The code that makes up this kata is stored on gitlab. Looking at this code you will notice a couple of things:

  • The build system uses Gradle
  • The source code is not broken up into main and test but rather all of the code is placed in src/main/eta. I was unable to separate the code out into main/test directory structure and still have a working build.
  • Tests are run by executing ./gradlew run rather than the traditional ./gradlew test This is a little strange and not idiomatic but, I suspect, has more to do with the Eta Haskell heritage and the maturity of the Eta tooling.

The source is therefore a little idiosyncratic but, once I had wrapped my head around the differences, I was still able to achieve a developer workflow that allowed me to complete the kata.

Test Scenarios

The traditional TDD scenarios are typically listed below

1) add("") should return 0
2) add("123") should return 123
3) add("1,2,3") should return 6
4) add("1,2\n3") should 6
5) add("//;\n1;2;3") should return 6
6) add("//*\n1*2*3") should return 6 -- regex character
7) add("1,-2,3,-4,5") should return Error [-2, -4]
8) add("1,1001,2,2001,3,3001") should return 6
9) add("//[===]\n1===2===3") should return 6
10) add("//[===][***]\n1***2===3") should return 6

Using predicate based testing I was able to reduce the previous 10 scenarios into the following 4 scenarios:

  • natural numbers separated with a comma or newline returns the sum of all numbers less than 1001
  • natural numbers separated with a custom character returns the sum of all numbers less than 1001
  • natural numbers separated with multiple custom multi-character separators returns the sum of all numbers less than 1001
  • integers with at least one negative returns an error containing all of the negative values

The reason why this reduction was possible is that:

  • (1) to (4) are generated in the first test
  • (5) and (6) are generated in the second test
  • (7) is the fourth test
  • (8) is embedded into the first 3 tests
  • (9) and (10) are generated in the third test

Test Code

Before looking at the test code some hygiene.

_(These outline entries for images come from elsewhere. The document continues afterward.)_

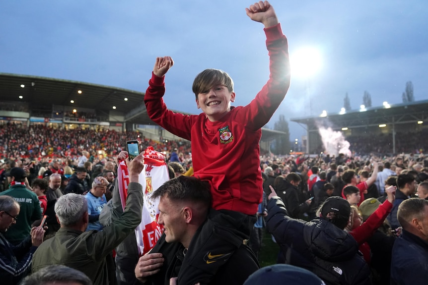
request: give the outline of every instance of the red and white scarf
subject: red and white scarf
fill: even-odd
[[[150,196],[163,183],[169,179],[168,166],[165,157],[152,147],[148,147],[144,155],[144,169],[139,177],[144,192],[144,204],[141,224],[135,229],[135,235],[140,256],[143,255],[154,246],[160,237],[163,227],[157,224],[159,216],[157,205],[159,200],[151,200]],[[118,170],[119,190],[122,208],[125,210],[129,176],[128,167],[124,161],[121,162]]]

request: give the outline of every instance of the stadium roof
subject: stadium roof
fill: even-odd
[[[77,93],[79,90],[81,94]],[[143,102],[144,95],[143,92],[105,85],[0,72],[0,102],[22,102],[31,108],[38,105],[84,108],[103,111],[106,114],[115,106],[116,111],[123,112],[127,122],[153,124],[147,115]],[[262,139],[271,139],[283,134],[285,133],[264,128]]]
[[[308,131],[317,129],[319,125],[331,127],[360,127],[380,124],[403,124],[423,121],[428,117],[428,101],[388,105],[382,107],[366,108],[365,111],[352,110],[345,114],[326,114],[325,116],[310,116],[291,119],[307,126]]]
[[[81,94],[77,93],[79,90]],[[19,96],[22,96],[22,99]],[[0,73],[0,101],[22,101],[33,106],[43,104],[80,107],[105,112],[113,110],[115,106],[116,111],[126,114],[136,106],[143,105],[143,93],[117,87]],[[74,103],[71,103],[71,100]],[[145,113],[133,118],[135,122],[152,123]]]

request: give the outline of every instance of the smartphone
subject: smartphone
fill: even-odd
[[[129,160],[133,160],[140,154],[140,144],[138,143],[138,141],[128,141],[126,142],[126,146],[128,148]]]
[[[46,222],[46,218],[48,218],[48,216],[46,215],[43,216],[43,218],[42,219],[42,222],[40,223],[40,227],[43,228],[43,225],[45,225],[45,222]]]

  • I used QuickCheck to generate my test data.
  • I used hspec for the testing framework. The primary rationale was familiarity and hspec’s tight integration with QuickCheck.

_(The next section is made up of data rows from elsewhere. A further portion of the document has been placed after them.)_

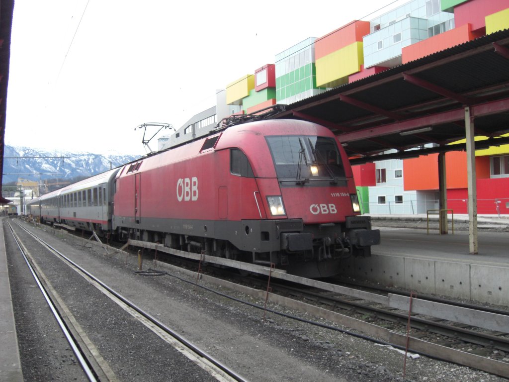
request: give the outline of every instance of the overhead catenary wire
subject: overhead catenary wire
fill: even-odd
[[[60,73],[62,71],[62,68],[64,67],[64,64],[65,64],[66,59],[67,58],[67,54],[69,54],[69,50],[71,50],[71,47],[72,46],[72,43],[74,41],[74,38],[76,37],[76,34],[78,32],[78,29],[79,28],[79,25],[81,23],[81,20],[83,19],[83,16],[85,14],[85,11],[87,10],[87,7],[89,6],[89,3],[90,3],[90,0],[88,0],[87,2],[87,4],[85,5],[85,8],[83,10],[83,12],[81,13],[81,17],[79,18],[79,21],[78,22],[78,25],[76,27],[76,30],[74,31],[74,34],[72,36],[72,39],[71,40],[70,43],[69,44],[69,48],[67,48],[67,51],[65,53],[65,56],[64,57],[64,61],[62,61],[62,64],[60,66],[60,70],[59,70],[59,74],[56,76],[56,80],[59,79],[59,77],[60,77]]]

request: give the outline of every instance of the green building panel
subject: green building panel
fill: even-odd
[[[443,12],[448,12],[452,13],[454,12],[454,7],[468,0],[440,0],[440,9]]]
[[[242,109],[245,111],[251,106],[275,98],[276,89],[274,88],[266,88],[259,92],[252,89],[247,97],[242,99]]]
[[[370,213],[370,192],[369,187],[358,186],[357,195],[359,197],[359,203],[360,204],[360,213]]]
[[[311,89],[326,89],[317,88],[316,84],[316,68],[311,63],[276,78],[276,99],[278,101]]]

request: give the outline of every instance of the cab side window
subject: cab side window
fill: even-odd
[[[252,169],[245,154],[238,149],[230,150],[230,172],[236,175],[254,178]]]

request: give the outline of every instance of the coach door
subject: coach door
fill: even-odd
[[[142,212],[142,174],[134,174],[134,221],[137,224],[140,223]]]

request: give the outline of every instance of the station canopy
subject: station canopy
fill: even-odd
[[[327,126],[355,164],[465,150],[449,144],[465,138],[466,107],[475,135],[488,138],[476,149],[509,143],[500,137],[509,132],[509,30],[286,105],[272,118]],[[414,148],[421,149],[407,151]]]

These libraries took a little of getting used to but once I had overcome the mental adjustment I was able to easily express my intention.

Each of the scenarios are listed below with a verbal narrative of the code.

Scenario: integers with at least one negative returns an error containing all of the negative values

forAll (suchThat (listOf arbitrary) (any (< 0))) $ \ns ->
add (intercalate "," $ map show ns) `shouldBe` (Left $ filter (< 0) ns)

Once one gets over the notation it is quite readable:

For all lists of arbitrary integers with at least one element less than 0, calling add with a single parameter composed of all elements separated with a comma should return a error value containing a list of all the negative values

Scenario:natural numbers separated with a comma or newline returns the sum of all numbers less than 1001

forAll (listOf naturalNumberGenerator) $ \ns -> do
separators <- infiniteListOf $ elements [",", "\n"]
return $ add (mkInput separators ns) `shouldBe` sumList ns

Before reading out the test I’ll introduce the helpers requiring explanation.

naturalNumberGenerator is a generator that randomly selects a number in the range 0..2000. The implementation is straightforward and follows directly from QuickCheck.

naturalNumberGenerator :: Gen Int
naturalNumberGenerator =
choose (0, 2000)

mkInput is a function that takes a (possibly infinite) list of separators and a finite list of values and composes a string by, in order, inserting a separator between each of the values.

mkInput :: [String] -> [Int] -> String
mkInput _ [] = ""
mkInput separators (x:xs) = mkInputHelper separators xs (show x)
where mkInputHelper _ [] result =
result
mkInputHelper (s:ss) (n:ns) result =
mkInputHelper ss ns (result ++ s ++ (show n))

The final function sumList is a simple helper that sums the list together dropping all values greater than 1,000 and wraps into an Either Right.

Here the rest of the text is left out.